Atomenergie – Pro & Contra
Beide ESG-Research Partner verfügen über jahrzehntelange Erfahrung in der Unternehmensbewertung. So unterschiedlich ihre Herangehensweise methodologisch auch sein mag: Beide bemühen sich um eine objektive Darstellung, die sowohl positive als auch negative Aspekte berücksichtigt, abwägt und schließlich in die Beurteilung der Nachhaltigkeitsleistung eines Unternehmens einfließen lässt. So wird Kernenergie allgemein als zuverlässige Quelle für Grundlaststrom mit minimaler CO -Emissionsintensität eingestuft. Andere Aspekte, wie die Entsorgung und Lagerung radioaktiver Abfälle, Wasserverbrauch zur Kühlung, Strahlungsbelastung durch Leckagen, regulatorische Risiken (Atomaus-, -neu- bzw. -wiedereinstieg), etc. werden dagegen negativ gesehen.


Energieversorger
Bei der Betrachtung von Energieversorgungsunternehmen wird vor allem der Energiemix in der Erzeugung bewertet.
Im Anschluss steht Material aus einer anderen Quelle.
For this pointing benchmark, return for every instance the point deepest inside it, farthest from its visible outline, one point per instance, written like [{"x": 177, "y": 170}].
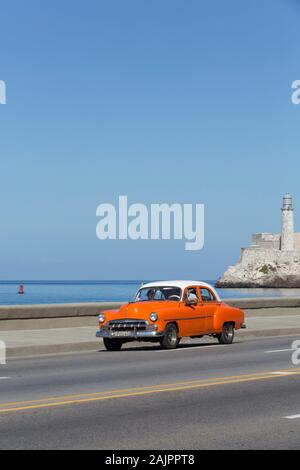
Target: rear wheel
[
  {"x": 170, "y": 339},
  {"x": 227, "y": 335},
  {"x": 112, "y": 344}
]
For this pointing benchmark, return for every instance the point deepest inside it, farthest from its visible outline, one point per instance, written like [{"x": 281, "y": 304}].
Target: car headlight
[{"x": 153, "y": 316}]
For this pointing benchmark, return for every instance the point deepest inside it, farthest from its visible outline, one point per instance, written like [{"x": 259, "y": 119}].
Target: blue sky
[{"x": 163, "y": 101}]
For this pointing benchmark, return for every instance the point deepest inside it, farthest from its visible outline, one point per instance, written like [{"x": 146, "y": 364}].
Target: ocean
[{"x": 52, "y": 292}]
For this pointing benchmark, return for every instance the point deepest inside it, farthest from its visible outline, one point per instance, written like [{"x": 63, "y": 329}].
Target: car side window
[
  {"x": 191, "y": 291},
  {"x": 207, "y": 295}
]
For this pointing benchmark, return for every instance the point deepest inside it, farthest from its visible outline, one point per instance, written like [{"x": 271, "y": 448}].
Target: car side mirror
[{"x": 191, "y": 300}]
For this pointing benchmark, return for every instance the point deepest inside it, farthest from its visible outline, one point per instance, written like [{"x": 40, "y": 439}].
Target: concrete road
[{"x": 203, "y": 395}]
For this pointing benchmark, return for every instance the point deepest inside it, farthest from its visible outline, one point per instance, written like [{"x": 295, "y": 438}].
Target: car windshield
[{"x": 146, "y": 294}]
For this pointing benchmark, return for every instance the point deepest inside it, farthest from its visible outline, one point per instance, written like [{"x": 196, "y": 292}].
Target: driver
[{"x": 151, "y": 294}]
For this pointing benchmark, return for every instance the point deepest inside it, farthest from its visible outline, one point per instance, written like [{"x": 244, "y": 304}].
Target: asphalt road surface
[{"x": 200, "y": 396}]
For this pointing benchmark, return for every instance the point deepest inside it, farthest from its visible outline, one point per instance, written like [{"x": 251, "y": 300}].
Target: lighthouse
[{"x": 287, "y": 236}]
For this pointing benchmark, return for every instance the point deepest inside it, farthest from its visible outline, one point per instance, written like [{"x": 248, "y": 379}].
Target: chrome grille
[{"x": 128, "y": 324}]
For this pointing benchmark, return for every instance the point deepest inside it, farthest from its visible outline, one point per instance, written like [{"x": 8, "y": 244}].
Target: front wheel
[
  {"x": 170, "y": 339},
  {"x": 227, "y": 335},
  {"x": 112, "y": 344}
]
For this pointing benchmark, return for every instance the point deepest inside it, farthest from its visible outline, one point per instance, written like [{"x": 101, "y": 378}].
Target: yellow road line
[
  {"x": 179, "y": 386},
  {"x": 148, "y": 387}
]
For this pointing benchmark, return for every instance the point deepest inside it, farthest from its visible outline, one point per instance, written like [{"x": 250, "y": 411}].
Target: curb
[{"x": 40, "y": 350}]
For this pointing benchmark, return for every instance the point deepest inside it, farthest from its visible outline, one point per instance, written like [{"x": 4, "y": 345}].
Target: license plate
[{"x": 121, "y": 333}]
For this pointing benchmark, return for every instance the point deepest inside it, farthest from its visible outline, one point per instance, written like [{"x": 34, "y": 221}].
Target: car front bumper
[{"x": 151, "y": 331}]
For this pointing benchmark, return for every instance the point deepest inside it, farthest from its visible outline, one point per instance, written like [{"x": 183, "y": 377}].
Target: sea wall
[{"x": 69, "y": 315}]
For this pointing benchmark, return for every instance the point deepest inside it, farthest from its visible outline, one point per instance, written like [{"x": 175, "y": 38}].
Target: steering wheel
[{"x": 174, "y": 297}]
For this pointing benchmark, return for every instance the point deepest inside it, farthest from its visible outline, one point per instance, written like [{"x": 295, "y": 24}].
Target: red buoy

Aufgrund der geringen CO-Emissionen hat ein hoher Anteil an Atomenergie grundsätzlich einen positiven Klimaeffekt. Allerdings verringern negative Klimaeffekte wie Wasserverbrauch, Sicherheit im Betrieb (Strahlung), Entsorgung und Lagerung radioaktiver Abfälle, etc. die Bewertung. Laut ISS ESG würde eine Investitionsstrategie, die auf den Bau neuer Kernreaktoren setzt, negativ eingestuft werden. MSCI geht davon aus, dass nicht viele börsennotierte Energieversorgungsunternehmen, mit Ausnahme staatlich kontrollierter Unternehmen, in den Bau neuer Reaktoren investieren werden. Als Hauptgründe gelten regulatorische Anforderungen, ein hohes Risiko von Verzögerungen in der Planungs-, Bau- und Inbetriebnahmephase und dadurch entstehende Kostenüberschreitungen sowie die relativ hohen Kosten der Kernenergie (Stromgestehungskosten) im Vergleich zu Wind, Sonne, Gas, aber auch Steinkohle.


Finanzbereich
Zur Bewertung von Unternehmen im Finanzbereich werden von ISS ESG unterschiedliche Indikatoren, abhängig vom Geschäftsmodell, herangezogen. Gibt es Umwelt- und Sozialrichtlinien, die die Erbringung von Finanzdienstleistungen für den Kernkraftsektor und die damit verbundene Infrastruktur ausschließen, wird dies positiv gesehen. Gleiches gilt für die Finanzierung erneuerbarer Energien oder Lösungen zur Steigerung der Energieeffizienz. Ein Ausschluss von Kernenergie im Veranlagungsgeschäft wird bei allgemeinen Vermögensverwaltungsdienstleistungen, strukturierten Anlageprodukten und/oder Brokerage-Dienstleistungen positiv bewertet. MSCI geht davon aus, dass neue Atomkraftanlagen eher mithilfe staatlicher Subventionen als durch private Investitionen vorangetrieben werden.


Small Modular Reactors (SMRs)
Seit einiger Zeit nehmen Berichte über „kleine modulare Reaktoren“ zu. Unter einigen Investor:innen werden diese als mögliche interessante Investitionsmöglichkeit diskutiert. Einige EU Länder haben bereits Interesse angemeldet und auch Forschungsmittel angekündigt. Hierzu meinen unsere ESG-Research-Provider, dass sich die Entwicklung von kleinen modularen Reaktoren (SMR) noch im Anfangsstadium befindet. Man sieht zwar in jüngster Zeit einige Fortschritte in der Kerntechnik – speziell in den Bereichen SMRs, Microreactors und Kernfusion – aber bis zur Marktreife dürfte es noch einige Jahre dauern. Zu den von Befürworter:innen angepriesenen Hauptvorteilen von kleinen, modularen Reaktoren zählen u.a. niedrigere Kosten, schnellere Errichtungs- /Bauzeiten und eine flexiblere Standortwahl. Erste in Bau befindliche Projekte deuten jedoch, ähnlich wie bei vielen konventionellen Kernkraftwerken, auf beträchtliche Kostenüberschreitungen hin. Ebenfalls unklar ist noch, ob SMRs aus Kostensicht mit erneuerbaren Energien wie Wind und Sonne konkurrieren werden können. Darüber hinaus ist fraglich, inwieweit die Einführung von Kernenergieanlagen durch regulatorische Anforderungen wie Designzertifizierung, Baugenehmigungen, Umweltstandards usw. gefördert oder behindert wird. Auch wenn kleine, modulare Reaktoren im Einzelfall weniger radioaktives Material enthalten, sollte man die kumulative Wirkung solcher Anlagen nicht außer Acht lassen. Auch bei diesen Anlagen ist noch zu klären, welcher Art die Abfälle sein werden, in welchen Mengen sie anfallen, wie lange sie radioaktiv sind und wie man sie fachgerecht lagert bzw. entsorgt. Schließlich muss man auch noch sicherstellen, dass bei zahlreichen dezentralen SMRs das gleiche Sicherheitsniveau gewährleistet werden kann wie bei einzelnen traditionellen Kraftwerken.